Zażartowała nawet. Patrzcie jaka Sheila jest luźna! Okej, była wyluzowana jedynie do pewnego stopnia, ale była pewna, że da sobie radę z ogarnięciem wycieczki w plenerze. Już nawet zaczynała ją planować, nieco zbyt podekscytowana tarzaniem się w błocie niż wypadało. Może ona skrycie uwielbiała naturę? No cóż, po drzewach chodzić uwielbiała, ale wiadomym było dla większości jej znajomych jak się to kończyło. Wejść jak najbardziej, ale zejście bywało problematyczne. Niemniej jednak nie rozpamiętywała tego, skupiając się na prowadzeniu rozmowy i zaskakiwaniu go. Zmrużyła nieco drapieżnie oczy, ale niespecjalnie było to widać dzięki masce na twarzy, kwitując jego wypowiedź o ponurakach lekkim wystawieniem języka.

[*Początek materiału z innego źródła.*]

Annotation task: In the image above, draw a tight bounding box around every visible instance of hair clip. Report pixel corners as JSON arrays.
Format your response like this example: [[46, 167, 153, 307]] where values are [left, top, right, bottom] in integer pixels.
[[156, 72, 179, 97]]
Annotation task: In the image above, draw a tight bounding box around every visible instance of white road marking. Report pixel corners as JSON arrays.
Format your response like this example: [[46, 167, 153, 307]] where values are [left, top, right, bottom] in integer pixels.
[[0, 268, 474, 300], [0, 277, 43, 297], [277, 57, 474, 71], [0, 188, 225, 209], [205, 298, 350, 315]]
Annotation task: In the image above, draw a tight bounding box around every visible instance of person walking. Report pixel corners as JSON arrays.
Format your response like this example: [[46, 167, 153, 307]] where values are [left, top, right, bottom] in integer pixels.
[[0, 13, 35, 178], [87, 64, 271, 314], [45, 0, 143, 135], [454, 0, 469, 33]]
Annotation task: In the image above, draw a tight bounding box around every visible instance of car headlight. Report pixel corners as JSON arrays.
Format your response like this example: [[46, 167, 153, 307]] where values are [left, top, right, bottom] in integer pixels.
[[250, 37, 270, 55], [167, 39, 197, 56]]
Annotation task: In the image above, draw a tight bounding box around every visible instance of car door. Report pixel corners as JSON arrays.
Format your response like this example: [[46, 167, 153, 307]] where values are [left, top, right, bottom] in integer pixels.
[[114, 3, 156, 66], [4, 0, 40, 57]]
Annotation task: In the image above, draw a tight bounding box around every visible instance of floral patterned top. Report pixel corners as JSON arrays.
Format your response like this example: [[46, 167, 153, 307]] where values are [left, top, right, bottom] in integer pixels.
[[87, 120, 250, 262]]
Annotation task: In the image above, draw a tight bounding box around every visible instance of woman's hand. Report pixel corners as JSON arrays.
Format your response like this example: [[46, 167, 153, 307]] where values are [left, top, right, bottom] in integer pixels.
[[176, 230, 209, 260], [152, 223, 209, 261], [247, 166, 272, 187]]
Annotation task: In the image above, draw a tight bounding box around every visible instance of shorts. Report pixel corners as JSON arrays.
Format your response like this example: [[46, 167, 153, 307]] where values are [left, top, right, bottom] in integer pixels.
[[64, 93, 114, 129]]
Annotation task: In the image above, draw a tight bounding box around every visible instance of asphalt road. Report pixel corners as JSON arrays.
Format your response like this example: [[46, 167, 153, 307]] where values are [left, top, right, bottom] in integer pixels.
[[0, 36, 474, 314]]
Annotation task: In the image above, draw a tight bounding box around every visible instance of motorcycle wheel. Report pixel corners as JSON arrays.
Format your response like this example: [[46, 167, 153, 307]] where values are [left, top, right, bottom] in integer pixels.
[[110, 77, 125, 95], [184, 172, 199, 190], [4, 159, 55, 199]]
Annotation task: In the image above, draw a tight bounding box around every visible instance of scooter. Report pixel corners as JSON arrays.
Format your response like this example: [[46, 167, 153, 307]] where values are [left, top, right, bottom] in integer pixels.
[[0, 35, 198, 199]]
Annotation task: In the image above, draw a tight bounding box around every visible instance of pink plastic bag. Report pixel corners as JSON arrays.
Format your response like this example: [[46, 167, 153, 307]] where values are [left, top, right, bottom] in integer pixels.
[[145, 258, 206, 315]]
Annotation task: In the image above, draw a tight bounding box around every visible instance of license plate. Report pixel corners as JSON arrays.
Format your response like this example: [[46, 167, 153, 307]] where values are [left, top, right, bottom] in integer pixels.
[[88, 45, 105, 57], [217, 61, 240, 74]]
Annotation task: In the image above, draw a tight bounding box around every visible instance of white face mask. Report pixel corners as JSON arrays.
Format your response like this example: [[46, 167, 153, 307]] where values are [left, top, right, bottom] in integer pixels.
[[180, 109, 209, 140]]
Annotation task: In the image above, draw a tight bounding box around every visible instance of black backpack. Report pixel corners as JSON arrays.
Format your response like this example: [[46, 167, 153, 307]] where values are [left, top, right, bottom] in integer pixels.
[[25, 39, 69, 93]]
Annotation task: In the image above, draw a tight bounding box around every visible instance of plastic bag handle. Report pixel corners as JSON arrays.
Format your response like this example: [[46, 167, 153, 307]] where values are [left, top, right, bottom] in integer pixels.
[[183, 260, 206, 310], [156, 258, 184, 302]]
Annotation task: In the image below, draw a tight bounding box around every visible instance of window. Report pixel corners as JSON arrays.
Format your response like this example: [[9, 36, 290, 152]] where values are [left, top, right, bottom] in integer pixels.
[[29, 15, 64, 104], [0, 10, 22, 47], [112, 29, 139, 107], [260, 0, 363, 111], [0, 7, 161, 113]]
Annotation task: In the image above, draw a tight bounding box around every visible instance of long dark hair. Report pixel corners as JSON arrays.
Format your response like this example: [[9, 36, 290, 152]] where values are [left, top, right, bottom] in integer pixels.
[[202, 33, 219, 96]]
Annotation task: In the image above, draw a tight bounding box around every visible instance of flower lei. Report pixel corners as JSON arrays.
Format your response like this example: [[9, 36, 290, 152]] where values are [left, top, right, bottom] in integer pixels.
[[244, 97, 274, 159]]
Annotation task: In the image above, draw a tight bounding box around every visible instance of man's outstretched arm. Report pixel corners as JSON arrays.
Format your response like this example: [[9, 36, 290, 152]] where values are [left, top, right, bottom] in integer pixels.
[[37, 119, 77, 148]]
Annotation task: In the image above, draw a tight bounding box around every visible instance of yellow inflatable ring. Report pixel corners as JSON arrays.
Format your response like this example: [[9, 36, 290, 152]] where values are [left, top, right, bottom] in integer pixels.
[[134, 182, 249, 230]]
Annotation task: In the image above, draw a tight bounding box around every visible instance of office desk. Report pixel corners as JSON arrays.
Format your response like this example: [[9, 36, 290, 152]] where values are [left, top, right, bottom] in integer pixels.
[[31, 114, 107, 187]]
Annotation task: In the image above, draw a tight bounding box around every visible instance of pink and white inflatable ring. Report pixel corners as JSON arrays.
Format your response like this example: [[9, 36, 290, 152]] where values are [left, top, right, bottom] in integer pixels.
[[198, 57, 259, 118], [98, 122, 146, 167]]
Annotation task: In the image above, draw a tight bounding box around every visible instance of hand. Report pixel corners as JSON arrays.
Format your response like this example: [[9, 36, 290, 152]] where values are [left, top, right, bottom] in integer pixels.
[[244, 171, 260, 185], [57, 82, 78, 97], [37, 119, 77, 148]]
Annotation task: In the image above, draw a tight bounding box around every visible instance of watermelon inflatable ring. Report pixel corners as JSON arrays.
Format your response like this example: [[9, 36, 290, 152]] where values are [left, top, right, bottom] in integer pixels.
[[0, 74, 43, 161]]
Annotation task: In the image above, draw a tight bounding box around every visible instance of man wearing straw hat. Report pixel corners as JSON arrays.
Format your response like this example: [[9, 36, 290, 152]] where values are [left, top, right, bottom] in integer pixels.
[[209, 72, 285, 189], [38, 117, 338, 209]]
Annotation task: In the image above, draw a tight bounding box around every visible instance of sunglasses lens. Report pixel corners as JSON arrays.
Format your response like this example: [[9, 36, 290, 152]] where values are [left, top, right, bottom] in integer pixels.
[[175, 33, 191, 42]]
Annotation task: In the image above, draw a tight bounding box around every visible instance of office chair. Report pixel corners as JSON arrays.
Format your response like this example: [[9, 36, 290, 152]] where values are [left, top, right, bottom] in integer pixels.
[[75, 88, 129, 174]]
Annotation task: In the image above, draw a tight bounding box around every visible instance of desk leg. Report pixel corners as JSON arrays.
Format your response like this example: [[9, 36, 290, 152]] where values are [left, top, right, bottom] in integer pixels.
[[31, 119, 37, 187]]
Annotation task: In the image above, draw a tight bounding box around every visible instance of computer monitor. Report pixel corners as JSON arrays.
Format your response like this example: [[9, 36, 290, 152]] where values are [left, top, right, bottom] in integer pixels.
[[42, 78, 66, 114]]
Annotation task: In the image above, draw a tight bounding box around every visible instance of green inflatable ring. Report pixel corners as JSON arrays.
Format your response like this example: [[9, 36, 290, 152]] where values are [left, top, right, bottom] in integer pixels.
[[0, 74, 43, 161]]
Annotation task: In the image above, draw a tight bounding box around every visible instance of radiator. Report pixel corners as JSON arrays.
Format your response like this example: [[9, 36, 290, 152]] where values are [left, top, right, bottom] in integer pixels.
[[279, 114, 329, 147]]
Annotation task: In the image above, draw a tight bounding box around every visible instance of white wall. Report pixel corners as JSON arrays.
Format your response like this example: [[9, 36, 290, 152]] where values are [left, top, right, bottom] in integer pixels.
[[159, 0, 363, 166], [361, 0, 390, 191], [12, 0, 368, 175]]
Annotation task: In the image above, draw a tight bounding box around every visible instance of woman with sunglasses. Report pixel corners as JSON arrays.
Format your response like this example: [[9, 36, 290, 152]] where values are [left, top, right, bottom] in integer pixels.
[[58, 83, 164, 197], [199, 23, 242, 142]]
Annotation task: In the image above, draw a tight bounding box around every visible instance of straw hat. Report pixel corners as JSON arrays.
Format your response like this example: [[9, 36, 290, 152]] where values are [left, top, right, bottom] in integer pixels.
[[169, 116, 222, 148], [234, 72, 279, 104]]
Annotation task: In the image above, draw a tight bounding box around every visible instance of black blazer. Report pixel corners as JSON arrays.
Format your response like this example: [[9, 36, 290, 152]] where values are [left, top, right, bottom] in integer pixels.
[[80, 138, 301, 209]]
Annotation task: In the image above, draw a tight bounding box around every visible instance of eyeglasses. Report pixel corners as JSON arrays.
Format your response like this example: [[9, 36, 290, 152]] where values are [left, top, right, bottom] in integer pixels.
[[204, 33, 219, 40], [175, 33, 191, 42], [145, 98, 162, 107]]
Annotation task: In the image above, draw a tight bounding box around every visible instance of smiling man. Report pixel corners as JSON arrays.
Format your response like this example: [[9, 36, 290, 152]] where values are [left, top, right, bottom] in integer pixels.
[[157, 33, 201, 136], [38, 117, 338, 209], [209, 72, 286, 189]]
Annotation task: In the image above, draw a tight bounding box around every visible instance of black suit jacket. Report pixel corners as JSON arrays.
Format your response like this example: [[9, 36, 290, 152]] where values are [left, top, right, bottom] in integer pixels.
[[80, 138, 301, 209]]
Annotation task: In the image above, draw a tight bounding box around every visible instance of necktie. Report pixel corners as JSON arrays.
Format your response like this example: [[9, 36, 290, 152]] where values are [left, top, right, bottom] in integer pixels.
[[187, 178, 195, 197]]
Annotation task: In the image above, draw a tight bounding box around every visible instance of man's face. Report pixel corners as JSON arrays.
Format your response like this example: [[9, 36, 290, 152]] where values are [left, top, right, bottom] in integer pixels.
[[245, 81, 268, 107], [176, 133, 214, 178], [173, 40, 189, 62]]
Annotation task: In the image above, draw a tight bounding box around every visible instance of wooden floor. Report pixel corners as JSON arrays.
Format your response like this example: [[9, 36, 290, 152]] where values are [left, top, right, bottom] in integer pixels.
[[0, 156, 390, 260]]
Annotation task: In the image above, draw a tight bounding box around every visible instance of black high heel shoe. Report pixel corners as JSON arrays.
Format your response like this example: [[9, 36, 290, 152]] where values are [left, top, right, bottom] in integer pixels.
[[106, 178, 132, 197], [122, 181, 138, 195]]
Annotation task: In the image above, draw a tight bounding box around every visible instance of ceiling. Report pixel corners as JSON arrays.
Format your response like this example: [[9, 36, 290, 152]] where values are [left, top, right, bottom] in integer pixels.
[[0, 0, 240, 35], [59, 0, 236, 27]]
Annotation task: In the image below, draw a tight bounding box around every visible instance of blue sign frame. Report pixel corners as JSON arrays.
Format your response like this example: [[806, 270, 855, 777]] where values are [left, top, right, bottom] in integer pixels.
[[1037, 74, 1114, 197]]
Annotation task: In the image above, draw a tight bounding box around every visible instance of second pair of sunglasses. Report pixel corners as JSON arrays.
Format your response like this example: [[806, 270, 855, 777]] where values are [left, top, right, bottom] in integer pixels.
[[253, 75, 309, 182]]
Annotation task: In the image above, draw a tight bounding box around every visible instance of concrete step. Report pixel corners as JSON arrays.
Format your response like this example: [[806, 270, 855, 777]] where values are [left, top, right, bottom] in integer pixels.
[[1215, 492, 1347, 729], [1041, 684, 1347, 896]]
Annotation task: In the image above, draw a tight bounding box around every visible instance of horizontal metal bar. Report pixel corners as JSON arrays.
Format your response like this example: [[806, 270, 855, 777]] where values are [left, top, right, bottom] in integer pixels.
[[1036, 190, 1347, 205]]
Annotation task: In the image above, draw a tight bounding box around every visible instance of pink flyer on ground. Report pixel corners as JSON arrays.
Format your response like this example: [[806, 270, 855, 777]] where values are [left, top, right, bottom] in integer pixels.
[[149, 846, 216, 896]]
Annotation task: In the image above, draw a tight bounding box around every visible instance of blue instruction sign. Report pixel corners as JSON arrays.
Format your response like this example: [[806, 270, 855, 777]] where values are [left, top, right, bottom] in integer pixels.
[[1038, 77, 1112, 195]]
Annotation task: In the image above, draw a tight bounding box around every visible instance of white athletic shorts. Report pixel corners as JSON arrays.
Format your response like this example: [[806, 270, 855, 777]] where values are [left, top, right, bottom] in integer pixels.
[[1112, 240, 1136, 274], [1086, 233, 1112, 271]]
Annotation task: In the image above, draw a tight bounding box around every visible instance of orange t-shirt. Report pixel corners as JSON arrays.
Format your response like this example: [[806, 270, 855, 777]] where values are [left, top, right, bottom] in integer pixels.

- E, ponuraki są świetne! Jestem pewna, że te wszystkie niesławne opowieści wymyślili zazdrośnicy, którzy nigdy ich nie widzieli! - odpowiedziała, ale oczywiście się z nim droczyła. Było jednak dużo prawdy w tym, że chciałaby takiego kiedyś spotkać, nawet jeśli oznaczałoby to jej śmierć. Lepsza taka niż ze starości, kiedy dłonie są już zmęczone ciężką pracą, a umysł nie tak sprawny jak przed laty. Ona nie chciałaby się nigdy zestarzeć i ciężko sobie to wyobrazić, ale gdyby już dochodziła do pewnego wieku to pewnie zaczęłaby szukać wrażeń tylko po to, aby się z nim pożegnać. Trochę dziwne, zwłaszcza, że Sheila była przecież zadeklarowaną miłośniczką życia. Jak widać ludzie potrafią mieć naprawdę zawiłe spojrzenie na świat.
- Huh, kapitan Reemów. - mruknęła cicho, uśmiechając się do niego z rozbawieniem - Wybacz, ale jestem raczej zupełną ignorantką w dziedzinie Quidditcha i w sumie słyszałam tę nazwę, ale nawet nie wiem co to oznacza. Jesteś dobry? No w sumie powinieneś być skoro jesteś kapitanem…
Przytknęła sobie palce do czoła, sama sobie odpowiadając i najwyraźniej wpadając w słowotok.
- A tutaj w Hogwarcie też grałeś, czy byłeś zbyt zajęty tą pracą? - zapytała, ale zaraz nasunęło się jej kolejne pytanie - Możesz mi też powiedzieć jakie lubisz kwiaty.
Wydawała się być nieco rozmarzona, gdy o to pytała, więc ciężko byłoby określić co ją skłoniło do zapytania o taką rzecz. Zaraz jednak zaczęły się tańce i ot cała pewność siebie zniknęła.
- Uch, to wcale nie takie proste. - wyjąkała, gdy przeżyła kolejny obrót, a skarżąc się, wydęła usta w małą podkówkę. - Ze skrzypcami jest jakoś… łatwiej.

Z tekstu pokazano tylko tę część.